KUALA LUMPUR: Foreign investors are slowly coming back to Malaysia after a sell-off last year, attracted by reduced political tensions, the market pricing and hopes for better returns after economic growth picked up in late 2018.

Malaysia's stock market fell 6 percent last year as worries about Federal Reserve policy tightening and a U.S.-China trade war weighed on Asian economies. Also, Mahathir Mohamad's shock election win over the coalition that ruled Malaysia for six decades caused some uncertainty.

In the first two months of 2019, overseas investors bought a net $40 million of Malaysian equities, data from Bursa Malaysia exchange showed. They sold $2.7 billion of Malaysian equities in 2018.

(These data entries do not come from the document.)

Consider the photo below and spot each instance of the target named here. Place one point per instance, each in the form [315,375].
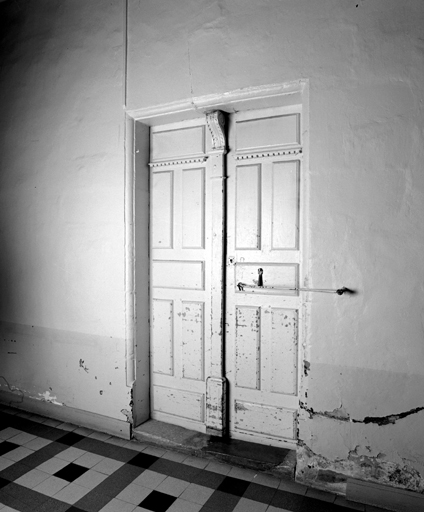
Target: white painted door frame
[137,302]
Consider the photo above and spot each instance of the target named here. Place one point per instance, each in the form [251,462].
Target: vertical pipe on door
[216,383]
[129,251]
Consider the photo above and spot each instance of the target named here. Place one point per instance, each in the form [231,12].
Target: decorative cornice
[183,161]
[216,121]
[264,154]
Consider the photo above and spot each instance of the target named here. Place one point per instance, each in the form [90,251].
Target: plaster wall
[62,205]
[362,387]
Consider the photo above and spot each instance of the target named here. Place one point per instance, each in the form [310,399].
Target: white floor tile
[197,494]
[32,478]
[18,453]
[69,427]
[116,505]
[243,474]
[217,467]
[196,462]
[37,443]
[5,463]
[149,479]
[51,486]
[134,494]
[268,480]
[153,450]
[53,465]
[245,505]
[71,493]
[174,456]
[184,506]
[100,436]
[173,486]
[90,479]
[9,432]
[117,441]
[88,459]
[108,466]
[71,454]
[51,422]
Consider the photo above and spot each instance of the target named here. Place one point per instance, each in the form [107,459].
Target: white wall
[61,204]
[365,64]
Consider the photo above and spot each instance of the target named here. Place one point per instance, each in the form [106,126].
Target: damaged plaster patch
[45,397]
[81,364]
[342,415]
[336,414]
[320,472]
[127,414]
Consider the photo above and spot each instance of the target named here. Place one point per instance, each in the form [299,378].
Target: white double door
[225,262]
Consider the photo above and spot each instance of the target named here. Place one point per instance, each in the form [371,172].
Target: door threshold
[279,462]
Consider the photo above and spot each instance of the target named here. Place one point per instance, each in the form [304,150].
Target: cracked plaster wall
[365,64]
[61,205]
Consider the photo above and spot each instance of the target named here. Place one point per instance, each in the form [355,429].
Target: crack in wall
[390,419]
[342,415]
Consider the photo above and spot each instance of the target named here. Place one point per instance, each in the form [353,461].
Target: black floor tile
[94,501]
[70,438]
[3,482]
[25,495]
[222,501]
[233,486]
[105,449]
[43,454]
[143,460]
[312,504]
[12,502]
[71,472]
[52,505]
[260,493]
[6,447]
[287,501]
[208,479]
[175,469]
[157,501]
[14,471]
[117,482]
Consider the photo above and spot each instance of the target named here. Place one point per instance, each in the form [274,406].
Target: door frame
[136,206]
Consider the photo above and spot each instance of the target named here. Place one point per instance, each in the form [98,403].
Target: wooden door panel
[180,274]
[262,315]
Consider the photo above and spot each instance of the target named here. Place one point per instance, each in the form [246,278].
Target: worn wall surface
[61,204]
[362,388]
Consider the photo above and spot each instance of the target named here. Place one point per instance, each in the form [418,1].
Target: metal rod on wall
[339,291]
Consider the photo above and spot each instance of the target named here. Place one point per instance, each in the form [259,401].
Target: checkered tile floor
[48,466]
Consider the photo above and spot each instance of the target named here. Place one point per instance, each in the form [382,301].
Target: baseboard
[78,417]
[383,496]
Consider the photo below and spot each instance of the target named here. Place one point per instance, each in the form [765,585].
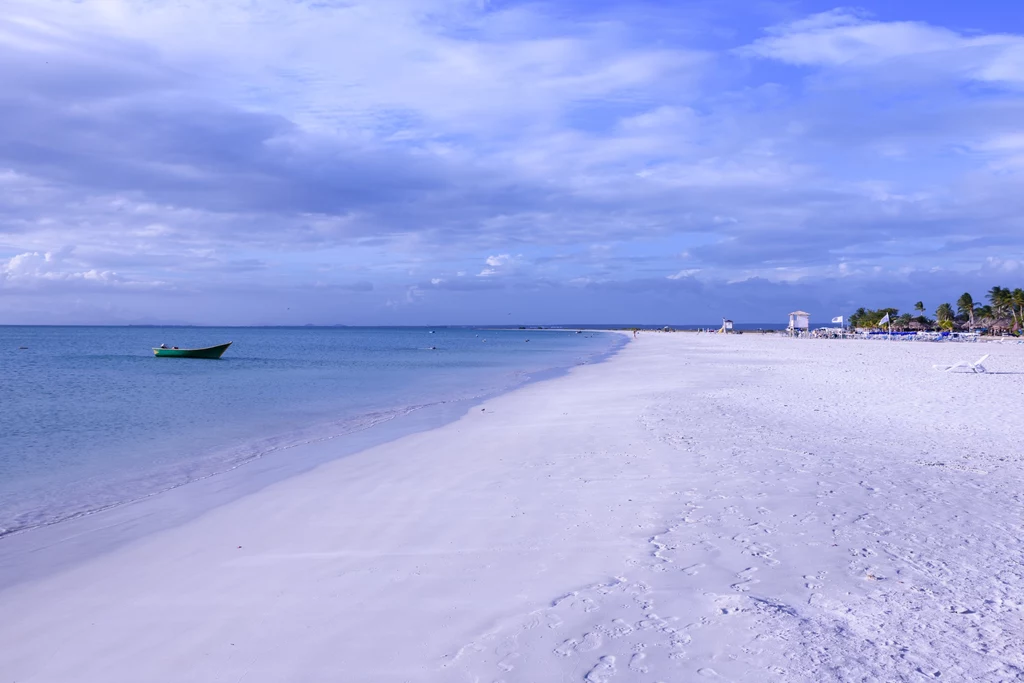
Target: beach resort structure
[800,321]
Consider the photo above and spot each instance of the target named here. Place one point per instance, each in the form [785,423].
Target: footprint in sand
[617,629]
[591,641]
[602,671]
[587,643]
[636,664]
[745,580]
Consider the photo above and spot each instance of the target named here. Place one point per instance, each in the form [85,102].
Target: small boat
[211,352]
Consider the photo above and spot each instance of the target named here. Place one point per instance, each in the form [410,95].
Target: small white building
[800,321]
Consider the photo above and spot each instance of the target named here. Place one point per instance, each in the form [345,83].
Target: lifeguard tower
[800,322]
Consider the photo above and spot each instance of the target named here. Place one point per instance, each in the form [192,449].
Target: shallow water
[89,418]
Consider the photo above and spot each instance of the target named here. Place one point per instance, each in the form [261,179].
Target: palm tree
[966,307]
[944,312]
[1017,301]
[1000,299]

"Slowly over the months, they (the government) have shown themselves to be more transparent. They are being methodical about the type of corruption they have to root out and there is going to be much more accountability focusing," said Monem Salam, deputy portfolio manager at Washington-based Amana Funds.

"That is what is guiding the confidence back."

Mahathir's government unveiled a five-year plan to clamp down on corruption and introduced laws to regulate political funding and lobbying.

The measures were aimed to boost investor confidence after a multi-billion-dollar graft scandal at state fund 1MDB helped bring down the previous government. Malaysia reported 4.7 percent annual growth in October-December, the fastest in three quarters.

Inflation is not an issue; in January, consumer prices were 0.7 percent lower than a year earlier. During 2018, the bond market was hit by concerns there would be a higher fiscal deficit and possible sovereign rating downgrades, but the worries have started to wane.

"While a potential rating downgrade is not our base assumption, it did weigh on foreign demand for Malaysian bonds coming into 2019, leaving valuations adrift of their Asian peers," said Yong Shao Fung, a senior portfolio manager at Nikko Asset Management. "That has reversed slightly in the current mild risk-on environment as comparatively high real rates and low/stable inflation outlook make the investment case for Malaysian sovereign bonds relatively attractive. "

Malaysia's 10-year government bond yield has fallen about 20 basis points this year to 3.9 percent.

Higher commodity prices, a pick-up in domestic consumption and favourable developments in foreign relations with trading partners such as China, Singapore and Japan would bolster flows into Malaysian bonds this year, said Credit Suisse analysts.